As a general rule, 401(k) plans must satisfy certain non-discrimination requirements to ensure the plan does not discriminate in favor of the plan sponsor’s principals. These non-discrimination requirements can limit, sometimes very significantly, the principals’ 401(k) contributions.
Safe harbor 401(k) plans, however, do not need to satisfy these non-discrimination requirements.
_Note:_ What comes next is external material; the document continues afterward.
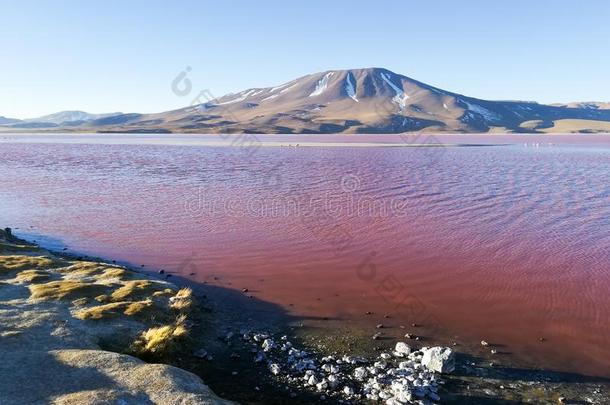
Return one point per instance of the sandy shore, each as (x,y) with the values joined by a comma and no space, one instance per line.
(71,332)
(107,333)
Therefore, the principals can contribute as much 401(k) contributions as they want since they are not limited by the otherwise applicable non-discrimination testing.
To satisfy the IRS requirements for a safe harbor 401(k) plan, the plan sponsor must:
- (a) adopt a compliant plan document;
- (b) send annual safe harbor notices to all eligible employees; and
- (c) contribute safe-harbor employer contributions to eligible employees.
There are three options:
- Non-elective contribution (provided to all eligible employees) of at least 3% of pay
- Basic matching contribution (provided only to those employees who contribute part of their salary to the plan), structured as follows:
-100% of the first 3% of pay that is contributed, and
-50% of the next 2% of pay that is contributed
-for a maximum matching contribution of 4% of pay
- Enhanced matching contribution
This safe-harbor contribution must be 100% immediately vested.
Many small employers have difficulty satisfying the IRS non-discrimination requirements applicable to 401(k) plans because rank-and-file employees tend to contribute small amounts of pay to the plan if they contribute anything at all.
Those employers are ideal candidates for safe-harbor 401(k) plans.